Sarebbe necessario versare fiumi di inchiostro per tracciare la storia dell’insanabile contrasto tra i due, nella convinzione (almeno per me) che la questione sia molto articolata. Ma gli attenti Lettori de La Voce Repubblicana hanno ben chiare le distanze tra il nostro Giuseppe Mazzini e il pensiero radicale di Marx. Poi, però, troviamo chi – grazie alle liturgie introdotte dalla rete Internet – riesce a parlare di Mazzini, riducendo la figura del pensatore italiano a ben poco, legittimando la censura nel giudizio più crudo espresso da Marx. In un breve, anzi brevissimo, video pubblicato in rete su Instagram, il noto giornalista Giorgio Dell’Arti parla dell’esule genovese.
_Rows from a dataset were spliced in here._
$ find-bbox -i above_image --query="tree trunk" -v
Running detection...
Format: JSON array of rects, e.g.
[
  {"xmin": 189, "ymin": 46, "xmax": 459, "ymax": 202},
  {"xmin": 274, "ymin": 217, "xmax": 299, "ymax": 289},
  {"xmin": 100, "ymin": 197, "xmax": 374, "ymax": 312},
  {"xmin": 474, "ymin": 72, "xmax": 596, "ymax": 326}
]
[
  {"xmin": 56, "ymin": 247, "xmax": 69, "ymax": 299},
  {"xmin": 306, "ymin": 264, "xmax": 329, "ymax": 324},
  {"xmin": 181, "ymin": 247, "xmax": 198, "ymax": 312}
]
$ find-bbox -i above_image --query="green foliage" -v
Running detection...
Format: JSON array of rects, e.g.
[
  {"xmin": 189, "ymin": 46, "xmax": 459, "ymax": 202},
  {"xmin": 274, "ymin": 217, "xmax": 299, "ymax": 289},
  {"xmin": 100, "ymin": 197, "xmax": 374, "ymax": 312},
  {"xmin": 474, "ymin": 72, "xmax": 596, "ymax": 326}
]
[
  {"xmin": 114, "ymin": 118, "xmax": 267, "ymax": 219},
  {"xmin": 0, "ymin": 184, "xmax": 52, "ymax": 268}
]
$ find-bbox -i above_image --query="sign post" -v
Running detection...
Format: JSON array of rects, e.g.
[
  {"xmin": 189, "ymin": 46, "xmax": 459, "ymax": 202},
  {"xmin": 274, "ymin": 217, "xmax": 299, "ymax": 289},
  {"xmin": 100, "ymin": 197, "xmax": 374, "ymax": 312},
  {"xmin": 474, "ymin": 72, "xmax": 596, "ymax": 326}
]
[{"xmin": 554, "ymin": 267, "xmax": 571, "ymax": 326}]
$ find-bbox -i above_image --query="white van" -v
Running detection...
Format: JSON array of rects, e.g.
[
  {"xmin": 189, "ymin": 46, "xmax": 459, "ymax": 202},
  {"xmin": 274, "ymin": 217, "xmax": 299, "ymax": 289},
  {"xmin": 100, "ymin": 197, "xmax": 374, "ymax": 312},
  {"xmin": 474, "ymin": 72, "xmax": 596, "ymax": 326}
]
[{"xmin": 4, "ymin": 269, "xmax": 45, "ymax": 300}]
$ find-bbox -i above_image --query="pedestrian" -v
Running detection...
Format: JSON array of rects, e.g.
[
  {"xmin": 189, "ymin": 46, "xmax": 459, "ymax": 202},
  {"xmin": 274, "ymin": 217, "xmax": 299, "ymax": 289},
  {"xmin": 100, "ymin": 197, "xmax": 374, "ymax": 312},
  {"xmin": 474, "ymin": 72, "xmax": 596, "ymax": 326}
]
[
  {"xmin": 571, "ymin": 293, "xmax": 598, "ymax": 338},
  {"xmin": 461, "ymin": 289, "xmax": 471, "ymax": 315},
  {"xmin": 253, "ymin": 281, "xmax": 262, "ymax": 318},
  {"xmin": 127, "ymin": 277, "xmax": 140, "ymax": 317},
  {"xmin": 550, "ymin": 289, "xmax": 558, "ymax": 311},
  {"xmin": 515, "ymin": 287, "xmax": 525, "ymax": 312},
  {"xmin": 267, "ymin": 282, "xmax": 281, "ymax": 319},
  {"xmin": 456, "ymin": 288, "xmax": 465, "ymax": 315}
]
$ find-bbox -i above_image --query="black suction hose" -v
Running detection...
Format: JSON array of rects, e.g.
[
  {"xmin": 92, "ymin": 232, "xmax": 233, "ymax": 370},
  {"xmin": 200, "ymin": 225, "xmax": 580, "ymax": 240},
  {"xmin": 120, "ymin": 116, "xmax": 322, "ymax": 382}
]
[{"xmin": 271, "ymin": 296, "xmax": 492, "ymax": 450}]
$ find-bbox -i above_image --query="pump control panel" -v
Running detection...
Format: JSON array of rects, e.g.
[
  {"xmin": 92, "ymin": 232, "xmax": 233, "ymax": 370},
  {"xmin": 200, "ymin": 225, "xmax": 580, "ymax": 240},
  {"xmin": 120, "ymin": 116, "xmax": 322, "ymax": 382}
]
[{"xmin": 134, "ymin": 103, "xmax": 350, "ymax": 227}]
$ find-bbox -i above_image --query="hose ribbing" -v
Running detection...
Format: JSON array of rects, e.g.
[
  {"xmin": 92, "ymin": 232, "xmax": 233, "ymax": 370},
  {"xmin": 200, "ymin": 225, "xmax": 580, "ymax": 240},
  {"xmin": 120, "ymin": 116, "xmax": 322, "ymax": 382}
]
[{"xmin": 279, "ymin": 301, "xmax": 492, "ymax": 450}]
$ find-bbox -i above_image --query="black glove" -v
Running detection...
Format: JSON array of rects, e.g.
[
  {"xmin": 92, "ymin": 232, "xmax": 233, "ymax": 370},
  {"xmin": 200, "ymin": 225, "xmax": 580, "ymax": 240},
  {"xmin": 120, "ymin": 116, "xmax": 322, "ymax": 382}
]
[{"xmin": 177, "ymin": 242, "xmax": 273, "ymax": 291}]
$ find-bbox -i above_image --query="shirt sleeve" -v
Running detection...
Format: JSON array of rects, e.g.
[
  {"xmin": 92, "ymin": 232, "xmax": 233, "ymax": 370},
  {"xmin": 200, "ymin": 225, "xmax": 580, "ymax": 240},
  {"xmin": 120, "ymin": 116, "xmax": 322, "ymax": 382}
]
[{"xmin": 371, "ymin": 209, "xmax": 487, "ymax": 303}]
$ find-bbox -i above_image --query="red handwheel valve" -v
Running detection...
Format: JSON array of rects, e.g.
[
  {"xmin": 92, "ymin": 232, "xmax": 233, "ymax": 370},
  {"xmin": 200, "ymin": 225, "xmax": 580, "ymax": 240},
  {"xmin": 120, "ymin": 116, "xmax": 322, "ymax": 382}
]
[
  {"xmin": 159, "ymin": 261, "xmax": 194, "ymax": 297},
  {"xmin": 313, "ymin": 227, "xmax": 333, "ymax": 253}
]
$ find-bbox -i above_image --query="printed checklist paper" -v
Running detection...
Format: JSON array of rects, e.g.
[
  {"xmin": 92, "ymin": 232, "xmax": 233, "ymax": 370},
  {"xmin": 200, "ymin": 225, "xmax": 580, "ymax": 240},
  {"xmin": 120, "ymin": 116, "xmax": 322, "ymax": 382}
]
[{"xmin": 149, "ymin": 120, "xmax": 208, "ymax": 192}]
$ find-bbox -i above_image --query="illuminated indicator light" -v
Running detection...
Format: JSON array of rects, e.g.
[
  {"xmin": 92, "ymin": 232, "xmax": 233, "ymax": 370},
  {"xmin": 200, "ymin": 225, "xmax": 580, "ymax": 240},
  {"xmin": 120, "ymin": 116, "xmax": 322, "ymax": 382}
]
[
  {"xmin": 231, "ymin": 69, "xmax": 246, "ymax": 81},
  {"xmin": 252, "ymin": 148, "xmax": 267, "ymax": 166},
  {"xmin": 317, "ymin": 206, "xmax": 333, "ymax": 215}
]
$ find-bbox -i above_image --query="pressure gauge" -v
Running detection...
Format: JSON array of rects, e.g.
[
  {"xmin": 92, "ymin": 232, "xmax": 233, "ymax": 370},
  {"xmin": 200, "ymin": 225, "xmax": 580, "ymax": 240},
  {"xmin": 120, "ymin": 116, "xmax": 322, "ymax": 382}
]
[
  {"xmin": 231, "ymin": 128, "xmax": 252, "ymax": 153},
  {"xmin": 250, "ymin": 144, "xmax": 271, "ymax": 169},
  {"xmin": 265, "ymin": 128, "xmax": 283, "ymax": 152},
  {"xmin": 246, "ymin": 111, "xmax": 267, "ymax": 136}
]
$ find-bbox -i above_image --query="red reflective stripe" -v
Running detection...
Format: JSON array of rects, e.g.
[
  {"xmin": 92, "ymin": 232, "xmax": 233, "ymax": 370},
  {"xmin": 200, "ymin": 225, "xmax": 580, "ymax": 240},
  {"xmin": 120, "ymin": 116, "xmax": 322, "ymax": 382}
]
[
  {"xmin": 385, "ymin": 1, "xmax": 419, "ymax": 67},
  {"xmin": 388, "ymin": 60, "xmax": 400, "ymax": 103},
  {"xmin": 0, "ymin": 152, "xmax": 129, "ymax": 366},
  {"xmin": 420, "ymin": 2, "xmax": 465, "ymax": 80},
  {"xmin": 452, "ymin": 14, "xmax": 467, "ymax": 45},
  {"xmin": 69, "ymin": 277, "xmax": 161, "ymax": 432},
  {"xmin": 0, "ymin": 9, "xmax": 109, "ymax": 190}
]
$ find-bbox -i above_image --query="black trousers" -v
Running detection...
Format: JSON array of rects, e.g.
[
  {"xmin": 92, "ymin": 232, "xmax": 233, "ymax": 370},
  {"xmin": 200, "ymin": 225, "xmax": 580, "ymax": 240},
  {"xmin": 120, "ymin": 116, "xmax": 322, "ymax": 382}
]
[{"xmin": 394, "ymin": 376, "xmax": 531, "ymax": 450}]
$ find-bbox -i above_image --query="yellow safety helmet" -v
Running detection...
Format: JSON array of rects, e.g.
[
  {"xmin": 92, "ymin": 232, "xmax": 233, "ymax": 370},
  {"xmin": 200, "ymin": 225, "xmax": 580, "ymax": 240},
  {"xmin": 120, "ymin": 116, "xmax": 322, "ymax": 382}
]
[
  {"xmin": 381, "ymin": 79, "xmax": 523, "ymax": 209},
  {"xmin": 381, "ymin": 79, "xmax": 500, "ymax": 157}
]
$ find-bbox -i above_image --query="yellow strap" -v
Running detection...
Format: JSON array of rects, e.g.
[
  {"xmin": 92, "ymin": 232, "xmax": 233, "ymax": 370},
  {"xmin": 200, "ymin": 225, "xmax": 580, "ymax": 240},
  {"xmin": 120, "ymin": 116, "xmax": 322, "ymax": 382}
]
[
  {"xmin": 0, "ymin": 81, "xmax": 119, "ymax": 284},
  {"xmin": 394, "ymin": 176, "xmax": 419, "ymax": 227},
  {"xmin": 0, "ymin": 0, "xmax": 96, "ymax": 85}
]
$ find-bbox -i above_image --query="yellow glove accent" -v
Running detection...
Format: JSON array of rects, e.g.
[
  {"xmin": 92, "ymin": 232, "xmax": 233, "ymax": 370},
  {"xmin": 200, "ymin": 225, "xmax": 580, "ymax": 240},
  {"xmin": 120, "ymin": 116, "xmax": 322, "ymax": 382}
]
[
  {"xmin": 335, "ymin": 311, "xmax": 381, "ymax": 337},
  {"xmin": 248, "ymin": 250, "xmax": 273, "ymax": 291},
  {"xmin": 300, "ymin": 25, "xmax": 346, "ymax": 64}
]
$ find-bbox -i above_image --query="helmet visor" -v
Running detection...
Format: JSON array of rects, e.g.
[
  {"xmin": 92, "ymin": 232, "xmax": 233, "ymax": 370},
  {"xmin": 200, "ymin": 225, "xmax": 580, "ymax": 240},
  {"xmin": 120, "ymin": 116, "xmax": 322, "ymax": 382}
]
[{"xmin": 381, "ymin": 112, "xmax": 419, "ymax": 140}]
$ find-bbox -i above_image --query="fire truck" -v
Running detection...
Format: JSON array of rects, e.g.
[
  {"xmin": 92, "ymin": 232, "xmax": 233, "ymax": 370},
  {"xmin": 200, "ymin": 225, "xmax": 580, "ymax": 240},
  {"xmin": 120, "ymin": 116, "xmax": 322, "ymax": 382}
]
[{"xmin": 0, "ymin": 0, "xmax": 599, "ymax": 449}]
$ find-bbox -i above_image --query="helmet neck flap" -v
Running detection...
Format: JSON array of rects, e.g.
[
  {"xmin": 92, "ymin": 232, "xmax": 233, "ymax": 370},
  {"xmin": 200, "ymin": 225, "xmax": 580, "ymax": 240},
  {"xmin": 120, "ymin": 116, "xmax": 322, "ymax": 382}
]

Anzi, sarebbe più corretto dire che l’autore catanese mette insieme alcune parole sul Profeta dell’unità nazionale, affermando di non riconoscergli lo status che la storia gli ha attribuito, sino a negargli il ruolo di Padre della Patria. Il tutto senza spiegarcene le ragioni. Dell’Arti dice di non avere simpatia per il personaggio (anche in questo caso senza spiegarne il motivo). E, per concludere, il giornalista afferma di non essere lontano dall’opinione di Marx su Mazzini, ricordando che il pensatore tedesco considerava il motore del Risorgimento italiano un «cretino» (giudizio – questo – ampiamente documentato).
Dell’Arti, però, non spiega il motivo della sua insofferenza per Mazzini. E, nelle proprie parole, il fondatore del supplemento settimanale Il Venerdì di Repubblica fa trapelare tutto il suo disprezzo per l’Apostolo dell’Unità nazionale. A questo punto, la domanda sorge spontanea. Il giudizio storico si esprime sulla base delle antipatie? Grazie alla rete sì, evidentemente. Del resto, si sa che i social media funzionano se le cose vengono riportate in maniera sintetica e senza troppi fronzoli. Pur avendo spesso modo di apprezzare le capacità di Dell’Arti, qui mi trovo spiazzato, dato che le poche battute del giornalista imprimono alle sue parole il sapore di una provocazione di cui non avevamo bisogno.
Non è cosa che mi farà passare il sonno, ma mi sarebbe piaciuto se Giorgio Dell’Arti avesse fondato la propria affermazione su qualche elemento. Così siamo di fronte a una ingiustificata offesa. Comunque, ho trovato anche qualcosa di peggio (sempre in rete). Nel sito «Nonciclopedia» questa è la definizione del pensatore genovese: «Giuseppe Mazzini è una famosa scuola media statale di Roma, nonché un patriota e politico italiano, che dalla scuola media ha preso il nome. È stato un pericoloso latitante, ricercato per lunghi anni dalla polizia dell’epoca con l’accusa di essere un sovversivo, un rivoluzionario e una testa di (…)». Ovviamente, l’intento è ironico, anche Johann Paul Friedrich Richter ricordava che «l’ironia e l’intelligenza sono sorelle»… E questa è (comunque) la straordinaria conferma del fatto che in quel fantastico frullatore di idee che è la rete ciascuno può dire quello che vuole. La speranza è solo che la capacità critica accompagni chi lo ascolta.
P.S. Dopo aver consultato la parte iniziale della pagina dedicata a Mazzini nel portale sopra citato, leggo che l’estensore del profilo scrive anche: «prima di conoscere Giuseppe Mazzini, i fratelli Bandiera si esibivano con le loro sorelle (le sorelle Bandiera) sui palcoscenici del Granducato di Gazzo Veronese imitando versi di animali in calore». Forse a qualcuno farà sorridere. A me no. Ma, probabilmente, sono di gusti un po’ difficili.